Un centre commercial bannit les ados
Cela contreviendrait à la Charte des droits et libertés de la personne, et des jeunes ont signé une pétition
TROIS-RIVIÈRES | Les personnes de moins de 18 ans ne peuvent plus entrer seules dans un centre commercial de la Mauricie parce que la direction les soupçonne de grabuge et de vol à l’étalage.
Selon des commerçants qui ont requis l’anonymat et des adolescents rencontrés au Carrefour du Cap de Trois-Rivières, hier, ce centre commercial subit parfois des méfaits le midi lorsque les étudiants des deux écoles secondaires voisines s’y regroupent.
Il y aurait notamment déjà eu de l’huile étendue sur le plancher des salles de bain, du rouge à lèvres sur les murs, de l’odeur de cannabis, une caissière se serait fait cracher dessus, etc.
Le groupe Shapiro, propriétaire du Carrefour du Cap à Trois-Rivières, en a marre et interdit depuis une semaine l’accès aux mineurs non accompagnés d’un parent.
DISCRIMINATOIRE
Des affiches placardées dans les vitrines interdisent l’accès aux jeunes. Quatre agents de sécurité se placent près des portes vers 11 h 30, chaque matin, pour éviter que les adolescents entrent sur l’heure du midi.
L’interdiction est en vigueur en tout temps, pas seulement pendant la pause du dîner. Si bien que les ados ne peuvent y accéder seuls, même la fin de semaine.
Cette interdiction pourrait cependant contrevenir à la Charte des droits et libertés de la personne qui interdit à un commerce qui offre un service de refuser de servir des gens en raison de l’âge, pas plus qu’en raison du sexe ou de l’orientation sexuelle.
Sans commenter ce dossier précis, la Commission des droits de la personne et des droits de la jeunesse indique qu’un centre commercial qui interdirait son accès à un groupe ciblé en se fondant seulement sur l’âge serait discriminatoire et contreviendrait à la charte.
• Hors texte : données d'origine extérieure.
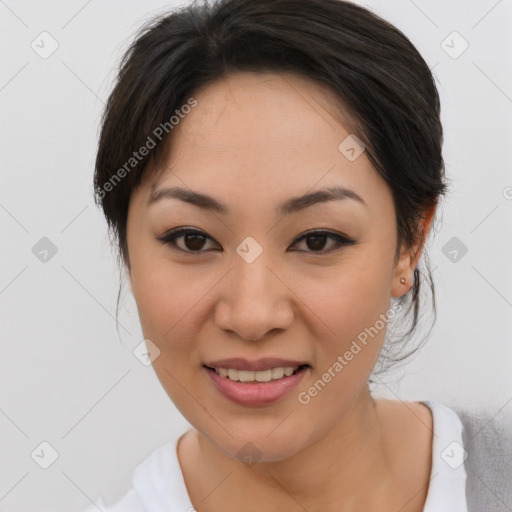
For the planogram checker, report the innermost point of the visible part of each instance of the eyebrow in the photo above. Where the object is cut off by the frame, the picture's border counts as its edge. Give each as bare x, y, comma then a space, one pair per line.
293, 205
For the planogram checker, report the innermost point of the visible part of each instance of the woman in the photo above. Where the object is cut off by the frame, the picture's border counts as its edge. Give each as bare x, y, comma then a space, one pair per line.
271, 172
« On entrait et on était calme. Il y en a d’autres qui ont fait des conneries et on est punis pour ça », déplore Kristel, 14 ans, qui veut taire son nom de famille.
ENGAGEMENT
Avec des amis, elle a remis hier une lettre signée par une vingtaine d’élèves à un agent de sécurité. Ils s’engagent à ne pas faire de dégâts s’ils retrouvent le droit d’entrer.
Les adolescents aiment profiter du prêtà-manger de l’épicerie, qui offre, entre autres, poutine et pogo pour moins cher qu’au restaurant. Sauf qu’un local sur deux du Carrefour du Cap est vacant, et certains délinquants profiteraient des coins inoccupés pour commettre des méfaits.
« Nos écoles collaborent avec la direction du centre commercial et la police de Trois-Rivières », dit Anne-Marie Bellerose, de la Commission scolaire Chemin-du-Roy.
Frédérick Martin Bernier, 15 ans, a réussi à entrer et à ressortir, hier, les mains pleines de bonbons pour ses amis et lui. Il ignore si le gardien a cru qu’il était majeur ou s’il lui a laissé un passe-droit, car il était calme et seul.« Je trouve que c’est inacceptable. Nous, on n’a rien fait. On achetait nos affaires et on ressortait tout de suite », dit-il.Le groupe Shapiro n’a pas donné suite à nos demandes d’entrevue.